Here's how to live a happy, healthy, long life:

  • Relationships = health: Three times as powerful as exercise.
  • Online relationships don't count: Don't substitute Facebook for face-to-face. Use tech to arrange relationships, not replace them.
  • Be part of a community: Be a Sardinian and be engaged with groups of like-minded people who care.
  • Work relationships matter: Take breaks with your friends and give'em a hug.

In her book, Susan Pinker tells the story of her friend John McColgan who needed a kidney transplant. And he needed it fast.

With no family members who could offer him a kidney, he was added to the list of people waiting for a donor. And he was number 86,219 on that list… Not good. And the average person's chance of getting a non-family member to agree to donate a kidney is 3 in 1000.

But John had spent his life developing and nurturing strong friendships. So when he asked if anyone would donate a kidney,four people agreed.

Those are lottery winner statistics. But it wasn't chance. Spending time building relationships had been a choice. And it literally saved his life.

Sartre said, "Hell is other people." Sorry, Jean-Paul. You were wrong. John Donne was a lot closer when he wrote, "No man is an island."

The Grant Study followed a group of men from college until the end of life. The results offer deep insight into what makes a good – or bad – life.

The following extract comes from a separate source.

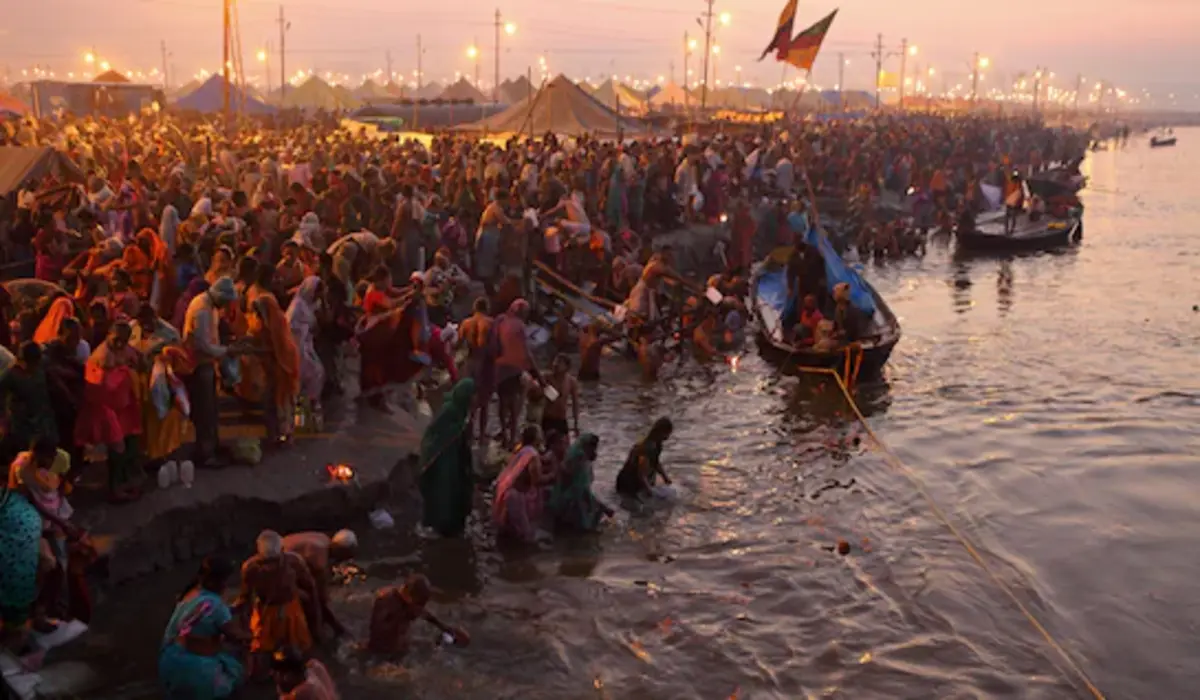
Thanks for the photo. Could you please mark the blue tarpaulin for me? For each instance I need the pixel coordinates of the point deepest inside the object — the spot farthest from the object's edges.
(837, 270)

They realized there was a single yes/no question that could predict whether someone would be alive and happy at age 80:

The research concluded that "the capacity to love and be loved was the single strength most clearly associated with subjective well-being at age eighty."

The lead researcher was asked, "What have you learned from the Grant Study men?"

He replied, "That the only thing that really matters in life are your relationships to other people."

Now stop staring at this screen and go hug a friend.